LEICHTER-JERRY@CS.YALE.EDU <"Jerry Leichter>
Mon, 8 May 89 17:17 EDT
Today's New York Times (Monday 8 May) has a front-page article title "Life's
Risks:  Balancing Fear Against Reality of Statistics".  It's the first of two
articles on "risk and public policy".

The article is ... well worth reading.  Here's an interesting quotation:

  Peter W. Huber, and engineer, lawyer and author of "The Legal Revolution and
  its Consequences" notes that ... "safety taxes" [extra costs charged by
  suppliers to pay for potential lawsuits] are added to the price of thousands
  of ... goods and services, distorting production and reducing living
  standards.  By Mr. Huber's reckoning, the safety tax represents 30 percent of
  the cost of a step ladder, one-third the cost of a ride on a Long Island tour
  bus and $300 of the cost of giving birth in New York City.
                                        -- Jerry


Hear No Evil

Kevin Driscoll <driscoll@draco.src.honeywell.com>
7 May 89 22:44:01 GMT
On a recent flight, the cabin crew was a bit late in starting the in-flight
movie.  The flight took less time than expected, so the movie's climactic
showdown scene began just after plane touched down.  Many of the passengers
became noticeably irritated at the flight attendants pre- and post-landing
announcements which interrupted the movie's audio.  This was a tow-in gate
so the engines were shut down well before arriving at the gate.  Without
engine power, an APU supplies electrical power.  On the switch-over,
however, the power glitch reset the audio channel controllers to the default
channel (8) which is silent.  It is common on commercial aircraft to have
"unimportant" control systems (such as the individual seat lighting and
audio) reset on power glitches.  This is not a safety problem.  Is it?

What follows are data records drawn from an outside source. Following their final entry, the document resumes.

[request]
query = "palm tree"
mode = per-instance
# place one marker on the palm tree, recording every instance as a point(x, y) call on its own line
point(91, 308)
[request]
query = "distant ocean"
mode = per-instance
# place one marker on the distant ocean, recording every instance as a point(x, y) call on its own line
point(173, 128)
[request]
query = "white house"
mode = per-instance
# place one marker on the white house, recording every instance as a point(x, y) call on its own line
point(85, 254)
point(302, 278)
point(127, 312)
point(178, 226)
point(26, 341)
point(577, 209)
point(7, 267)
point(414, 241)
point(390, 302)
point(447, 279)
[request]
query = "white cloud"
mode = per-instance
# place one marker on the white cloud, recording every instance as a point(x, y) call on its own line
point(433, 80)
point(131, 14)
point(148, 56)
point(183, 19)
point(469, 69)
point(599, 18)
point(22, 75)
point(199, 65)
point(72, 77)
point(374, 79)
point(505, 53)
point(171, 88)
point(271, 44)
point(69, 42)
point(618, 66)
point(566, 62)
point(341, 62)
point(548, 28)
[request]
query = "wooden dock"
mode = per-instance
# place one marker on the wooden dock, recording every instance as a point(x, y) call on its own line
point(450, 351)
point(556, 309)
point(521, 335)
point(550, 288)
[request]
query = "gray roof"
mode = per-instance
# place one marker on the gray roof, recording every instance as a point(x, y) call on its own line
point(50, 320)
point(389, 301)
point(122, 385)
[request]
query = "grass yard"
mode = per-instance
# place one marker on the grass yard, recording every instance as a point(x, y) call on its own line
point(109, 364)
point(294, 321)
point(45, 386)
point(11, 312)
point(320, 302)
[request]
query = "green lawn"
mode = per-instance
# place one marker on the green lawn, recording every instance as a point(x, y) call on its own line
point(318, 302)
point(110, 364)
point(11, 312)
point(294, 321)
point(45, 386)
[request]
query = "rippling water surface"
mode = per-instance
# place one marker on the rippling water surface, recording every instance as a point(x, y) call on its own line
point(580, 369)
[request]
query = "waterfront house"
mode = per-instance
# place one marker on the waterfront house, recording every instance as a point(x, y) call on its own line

When the audio went dead on this flight, most of the passengers didn't know
what happened and pushed their flight attendant call buttons.  Same of the
more irate passengers repeatedly pushed it, causing the alert tone to sound
almost continuously.  (This was what I could see in first class. I can only
imagine what was happening in the coach cabin where passengers had to
explicitly pay extra for headsets and where there were more passengers.)

I would suspect that the official justification for the flight attendant
call button system is to alert the crew to emergencies.  During this
incident, any signaling of an emergency would not have been noticed.  I also
suspect that a failure analysis of the audio system did not foresee the
implications of a power glitch reseting the channel.  This is an example of
the most common reason for safety problems; the designers don't see all the
possible circumstances that the design will face, particularly where people
are involved.

The fix to this problem is trivial; make the default channel one with some
material on it, preferably one of the movie channels (1 through 4).  I
wonder if the current design was to save some small amount of power.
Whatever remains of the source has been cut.